# load packages
library(readr)
library(dplyr)
library(ggplot2)
Start by reading in the Porg data.
porg_data <- read_csv("https://itep-r.netlify.com/data/Porg_samples.csv")
Take a couple of minutes to get an overview of the data. Do you remember some of the functions to do that?
Show solution
view(porg_data)
glimpse(porg_data)
summary(porg_data)
What columns are there? What kinds of questions do you have about the data after looking at it. (Hint, I see some biomonotoring concentrations and some response times. Maybe Corundum is neurotoxic to porgs? Ask Dorian to find out for sure.)
Now create a scatterplot showing the relationship between conncetration and rxn_time.
Show solution
ggplot(data = porg_data, aes(x = Concentration, y = rxn_time)) +
geom_point()
What type of cleaning does this data set need? Let’s take a look at the lowest and highest concentration levels and see if anything looks odd.
Show solution
porg_data <- arrange(porg_data, Concentration)
porg_data <- arrange(porg_data, desc(Concentration))
Hmmm. Looks like there’s some negative numbers. Is that possible for Corundum measurements? We ask our team of Bot measurement analysts and they say NO! So, let’s filter out the negative concentration values.
Show solution
porg_data <- filter(porg_data, Concentration > 0)
Let’s look at the data set again. I see a units column. Are all the units the same? Looks like the Concentration units are in both ppb and ppm. Let’s add a column with consistent concentration units, and convert the ppm concentrations into ppb.
Show solution
porg_data <- mutate(porg_data, conc_ppb = ifelse(Conc_units == "ppm", Concentration * 1000, Concentration))
Remember the rule of plotting data? Hint: Plot the data, Plot the data, Plot the data
So, let’s re-plot the data
Show solution
ggplot(data = porg_data, aes(x = conc_ppb, y = rxn_time)) +
geom_point()
Let’s calculate the mean concentration by island to determine if there might be Corundum concentration differences by island. Do you remeber which function to use here?
Show solution
porg_island_summary <- group_by(porg_data, Island) %>%
summarise(mean_corundum = mean(conc_ppb))

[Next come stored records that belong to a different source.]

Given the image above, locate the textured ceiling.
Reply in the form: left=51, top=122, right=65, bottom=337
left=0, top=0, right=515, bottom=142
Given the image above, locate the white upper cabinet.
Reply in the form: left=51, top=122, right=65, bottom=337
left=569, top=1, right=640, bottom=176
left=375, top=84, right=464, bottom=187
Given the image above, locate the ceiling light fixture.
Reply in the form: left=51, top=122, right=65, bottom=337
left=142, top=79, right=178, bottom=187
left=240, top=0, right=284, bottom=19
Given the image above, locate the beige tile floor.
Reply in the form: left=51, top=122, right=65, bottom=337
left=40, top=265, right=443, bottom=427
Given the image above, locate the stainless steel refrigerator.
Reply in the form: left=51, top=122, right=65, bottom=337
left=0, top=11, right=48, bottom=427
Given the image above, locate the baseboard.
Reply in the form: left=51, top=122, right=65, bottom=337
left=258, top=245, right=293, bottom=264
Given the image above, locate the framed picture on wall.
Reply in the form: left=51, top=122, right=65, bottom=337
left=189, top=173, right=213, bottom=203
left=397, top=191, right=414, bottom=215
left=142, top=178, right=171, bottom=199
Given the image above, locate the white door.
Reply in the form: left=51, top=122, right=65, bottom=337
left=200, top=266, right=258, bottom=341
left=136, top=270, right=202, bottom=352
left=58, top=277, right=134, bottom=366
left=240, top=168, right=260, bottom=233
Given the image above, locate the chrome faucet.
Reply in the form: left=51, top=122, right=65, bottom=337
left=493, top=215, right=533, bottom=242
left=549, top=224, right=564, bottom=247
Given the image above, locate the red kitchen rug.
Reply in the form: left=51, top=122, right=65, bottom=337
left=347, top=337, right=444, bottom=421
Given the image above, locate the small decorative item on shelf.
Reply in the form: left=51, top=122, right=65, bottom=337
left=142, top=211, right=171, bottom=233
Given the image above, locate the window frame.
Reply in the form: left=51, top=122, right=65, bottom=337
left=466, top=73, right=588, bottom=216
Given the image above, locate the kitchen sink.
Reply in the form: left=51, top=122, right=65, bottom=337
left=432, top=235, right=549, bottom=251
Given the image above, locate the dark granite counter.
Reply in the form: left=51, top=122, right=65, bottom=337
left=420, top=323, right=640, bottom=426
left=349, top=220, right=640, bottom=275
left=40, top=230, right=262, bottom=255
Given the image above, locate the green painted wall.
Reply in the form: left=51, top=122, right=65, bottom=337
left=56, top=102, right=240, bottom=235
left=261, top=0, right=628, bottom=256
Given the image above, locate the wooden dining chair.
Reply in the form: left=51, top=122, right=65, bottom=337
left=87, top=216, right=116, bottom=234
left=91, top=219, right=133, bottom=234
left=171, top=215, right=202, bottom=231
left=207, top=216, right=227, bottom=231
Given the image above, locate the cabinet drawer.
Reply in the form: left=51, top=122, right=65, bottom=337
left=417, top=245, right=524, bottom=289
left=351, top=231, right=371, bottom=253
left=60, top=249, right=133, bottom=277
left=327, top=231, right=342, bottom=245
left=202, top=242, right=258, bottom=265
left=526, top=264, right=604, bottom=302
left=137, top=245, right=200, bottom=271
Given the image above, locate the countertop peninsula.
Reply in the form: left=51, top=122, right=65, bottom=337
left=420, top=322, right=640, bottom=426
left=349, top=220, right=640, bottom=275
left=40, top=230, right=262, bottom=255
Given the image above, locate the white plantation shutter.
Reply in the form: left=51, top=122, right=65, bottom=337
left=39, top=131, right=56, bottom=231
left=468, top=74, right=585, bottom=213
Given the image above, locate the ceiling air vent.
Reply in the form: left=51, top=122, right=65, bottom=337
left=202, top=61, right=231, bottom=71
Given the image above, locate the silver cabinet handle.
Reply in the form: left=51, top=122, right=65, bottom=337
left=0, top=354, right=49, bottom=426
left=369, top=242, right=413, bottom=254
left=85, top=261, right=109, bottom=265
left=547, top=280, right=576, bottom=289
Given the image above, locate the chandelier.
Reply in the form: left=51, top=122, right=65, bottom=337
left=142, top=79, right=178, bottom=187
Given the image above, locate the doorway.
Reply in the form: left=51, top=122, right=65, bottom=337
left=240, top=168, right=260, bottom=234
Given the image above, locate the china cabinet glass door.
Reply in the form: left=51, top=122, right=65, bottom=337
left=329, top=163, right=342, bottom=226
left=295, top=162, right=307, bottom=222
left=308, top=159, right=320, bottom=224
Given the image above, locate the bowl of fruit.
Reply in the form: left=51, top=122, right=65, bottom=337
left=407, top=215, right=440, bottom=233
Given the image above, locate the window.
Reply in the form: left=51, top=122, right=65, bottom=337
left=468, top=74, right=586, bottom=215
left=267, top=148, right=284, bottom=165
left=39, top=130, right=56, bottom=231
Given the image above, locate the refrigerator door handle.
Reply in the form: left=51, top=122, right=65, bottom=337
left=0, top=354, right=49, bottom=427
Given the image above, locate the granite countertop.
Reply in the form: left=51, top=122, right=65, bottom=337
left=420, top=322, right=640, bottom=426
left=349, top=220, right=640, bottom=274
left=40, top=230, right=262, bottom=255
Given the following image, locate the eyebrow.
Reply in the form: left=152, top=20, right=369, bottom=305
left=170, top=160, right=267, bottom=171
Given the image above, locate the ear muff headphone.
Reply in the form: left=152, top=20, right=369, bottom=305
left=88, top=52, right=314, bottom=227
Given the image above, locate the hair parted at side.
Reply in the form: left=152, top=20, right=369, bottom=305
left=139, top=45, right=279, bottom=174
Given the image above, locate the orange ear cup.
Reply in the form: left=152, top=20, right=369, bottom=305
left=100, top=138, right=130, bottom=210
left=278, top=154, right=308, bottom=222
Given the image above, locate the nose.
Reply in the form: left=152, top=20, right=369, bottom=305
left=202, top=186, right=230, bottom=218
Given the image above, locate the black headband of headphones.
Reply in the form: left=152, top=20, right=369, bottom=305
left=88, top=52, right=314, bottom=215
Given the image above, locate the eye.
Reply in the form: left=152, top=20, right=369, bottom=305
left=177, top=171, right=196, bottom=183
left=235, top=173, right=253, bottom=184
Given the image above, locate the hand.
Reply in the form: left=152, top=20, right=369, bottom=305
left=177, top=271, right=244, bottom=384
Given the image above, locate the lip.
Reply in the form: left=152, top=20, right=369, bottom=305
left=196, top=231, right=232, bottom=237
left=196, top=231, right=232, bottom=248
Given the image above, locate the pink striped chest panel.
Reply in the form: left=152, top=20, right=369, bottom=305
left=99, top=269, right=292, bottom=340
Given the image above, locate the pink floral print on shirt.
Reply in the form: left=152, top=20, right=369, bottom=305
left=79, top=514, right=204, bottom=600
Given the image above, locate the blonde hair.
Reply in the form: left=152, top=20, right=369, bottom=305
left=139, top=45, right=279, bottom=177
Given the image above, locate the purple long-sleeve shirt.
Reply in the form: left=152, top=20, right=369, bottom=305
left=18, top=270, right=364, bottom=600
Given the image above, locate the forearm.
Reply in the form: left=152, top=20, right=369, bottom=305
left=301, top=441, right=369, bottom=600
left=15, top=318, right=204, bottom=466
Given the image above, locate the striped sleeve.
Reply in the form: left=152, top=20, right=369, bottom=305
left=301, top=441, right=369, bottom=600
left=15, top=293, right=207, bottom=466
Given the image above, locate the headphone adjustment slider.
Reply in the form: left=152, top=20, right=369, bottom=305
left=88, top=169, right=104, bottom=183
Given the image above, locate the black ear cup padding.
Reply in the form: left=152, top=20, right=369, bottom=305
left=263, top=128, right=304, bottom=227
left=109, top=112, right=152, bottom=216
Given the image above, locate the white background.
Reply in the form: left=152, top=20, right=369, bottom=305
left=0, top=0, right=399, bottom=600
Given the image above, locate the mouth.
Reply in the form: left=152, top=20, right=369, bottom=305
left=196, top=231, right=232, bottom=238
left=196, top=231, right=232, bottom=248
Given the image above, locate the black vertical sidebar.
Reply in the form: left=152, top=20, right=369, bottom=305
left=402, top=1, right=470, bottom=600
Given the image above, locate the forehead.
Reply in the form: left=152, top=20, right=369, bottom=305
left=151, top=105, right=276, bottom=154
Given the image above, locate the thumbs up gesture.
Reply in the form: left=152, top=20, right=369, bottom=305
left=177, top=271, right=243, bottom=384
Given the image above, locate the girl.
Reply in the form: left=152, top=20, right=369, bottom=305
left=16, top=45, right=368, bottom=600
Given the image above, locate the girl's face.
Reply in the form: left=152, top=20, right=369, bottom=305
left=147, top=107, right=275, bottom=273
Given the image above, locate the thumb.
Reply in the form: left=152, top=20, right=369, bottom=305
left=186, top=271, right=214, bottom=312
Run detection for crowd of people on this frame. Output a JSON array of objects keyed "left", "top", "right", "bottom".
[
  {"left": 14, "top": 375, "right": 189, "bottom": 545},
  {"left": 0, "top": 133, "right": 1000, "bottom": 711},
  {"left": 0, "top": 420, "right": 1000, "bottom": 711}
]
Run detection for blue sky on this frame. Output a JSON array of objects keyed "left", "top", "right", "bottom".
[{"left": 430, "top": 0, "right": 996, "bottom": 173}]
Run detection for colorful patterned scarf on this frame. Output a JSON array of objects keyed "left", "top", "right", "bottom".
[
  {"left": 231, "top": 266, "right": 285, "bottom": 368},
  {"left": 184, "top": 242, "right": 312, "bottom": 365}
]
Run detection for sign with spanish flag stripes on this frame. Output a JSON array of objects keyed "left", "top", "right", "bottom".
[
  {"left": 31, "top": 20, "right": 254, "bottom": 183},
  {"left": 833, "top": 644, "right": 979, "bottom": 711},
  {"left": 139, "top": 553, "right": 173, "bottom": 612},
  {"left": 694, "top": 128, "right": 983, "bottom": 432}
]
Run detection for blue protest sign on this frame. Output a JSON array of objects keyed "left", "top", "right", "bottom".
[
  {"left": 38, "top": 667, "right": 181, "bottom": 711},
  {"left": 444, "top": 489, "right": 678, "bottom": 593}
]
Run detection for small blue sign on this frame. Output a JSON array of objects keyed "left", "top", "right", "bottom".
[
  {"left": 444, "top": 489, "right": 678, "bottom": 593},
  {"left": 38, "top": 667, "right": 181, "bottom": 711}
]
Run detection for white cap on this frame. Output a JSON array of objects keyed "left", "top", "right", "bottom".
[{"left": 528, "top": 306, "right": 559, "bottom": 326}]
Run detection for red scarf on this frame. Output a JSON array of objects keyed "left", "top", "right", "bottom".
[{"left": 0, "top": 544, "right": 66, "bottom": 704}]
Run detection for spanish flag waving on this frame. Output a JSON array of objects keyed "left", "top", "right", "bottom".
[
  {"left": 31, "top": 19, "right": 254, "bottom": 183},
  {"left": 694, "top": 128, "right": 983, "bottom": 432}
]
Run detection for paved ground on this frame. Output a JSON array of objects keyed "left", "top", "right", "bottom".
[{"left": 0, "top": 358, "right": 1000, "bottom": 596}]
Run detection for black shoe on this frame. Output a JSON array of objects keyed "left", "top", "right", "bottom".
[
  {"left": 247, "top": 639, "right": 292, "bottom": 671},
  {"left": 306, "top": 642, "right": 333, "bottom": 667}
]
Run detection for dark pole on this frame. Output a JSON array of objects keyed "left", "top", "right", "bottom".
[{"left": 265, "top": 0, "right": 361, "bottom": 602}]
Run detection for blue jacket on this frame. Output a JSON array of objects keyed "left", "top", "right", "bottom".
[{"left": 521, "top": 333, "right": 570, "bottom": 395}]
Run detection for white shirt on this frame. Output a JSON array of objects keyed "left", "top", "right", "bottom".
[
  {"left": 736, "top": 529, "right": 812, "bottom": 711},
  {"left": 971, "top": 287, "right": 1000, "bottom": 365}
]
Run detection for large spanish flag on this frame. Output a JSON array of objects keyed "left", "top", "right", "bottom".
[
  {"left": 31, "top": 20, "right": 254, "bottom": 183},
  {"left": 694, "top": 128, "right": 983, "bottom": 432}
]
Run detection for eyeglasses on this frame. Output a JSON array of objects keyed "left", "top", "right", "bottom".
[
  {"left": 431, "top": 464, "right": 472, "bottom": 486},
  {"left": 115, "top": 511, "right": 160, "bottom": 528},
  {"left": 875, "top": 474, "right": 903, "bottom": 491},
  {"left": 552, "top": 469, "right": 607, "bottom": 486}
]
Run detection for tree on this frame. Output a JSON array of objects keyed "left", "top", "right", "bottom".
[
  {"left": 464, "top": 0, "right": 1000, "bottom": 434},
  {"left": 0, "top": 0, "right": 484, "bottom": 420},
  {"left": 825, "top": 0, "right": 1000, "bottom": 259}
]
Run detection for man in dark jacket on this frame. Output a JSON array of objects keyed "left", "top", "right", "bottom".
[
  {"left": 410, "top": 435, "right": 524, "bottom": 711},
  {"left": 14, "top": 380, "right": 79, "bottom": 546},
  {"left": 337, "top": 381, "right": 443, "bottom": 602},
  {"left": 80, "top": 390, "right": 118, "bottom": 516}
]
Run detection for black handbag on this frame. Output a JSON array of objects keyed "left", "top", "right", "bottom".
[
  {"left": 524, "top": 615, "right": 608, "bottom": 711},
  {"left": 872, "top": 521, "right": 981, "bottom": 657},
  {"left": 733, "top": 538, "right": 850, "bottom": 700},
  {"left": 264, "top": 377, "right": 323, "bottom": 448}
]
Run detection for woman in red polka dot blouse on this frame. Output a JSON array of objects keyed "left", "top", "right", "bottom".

Maybe making a box plot would help answer this question more clearly?
Show solution
ggplot(data = porg_data, aes(x = Island, y = conc_ppb)) +
geom_boxplot()
Let’s fill the boxplot with a different color for each island to make it look better.
Show solution
ggplot(data = porg_data, aes(x = Island, y = conc_ppb, fill = Island)) +
geom_boxplot()
Let’s make an individual scatterplot for each island. Remember which function to use?
Show solution
ggplot(data = porg_data, aes(x = conc_ppb, y = rxn_time)) +
geom_point() +
facet_wrap("Island")
Try an x-y scatter plot of conc_ppb and rxn_time and experiment with
geom_smooth(method = "loess")
Show solution
ggplot(data = porg_data, aes(x = conc_ppb, y = rxn_time)) +
geom_point() +
geom_smooth(method = "loess") +
facet_wrap(~Island)
Nice work Jedi Master! You are ready to tackle your own data set, maps, images, statistics, the universe!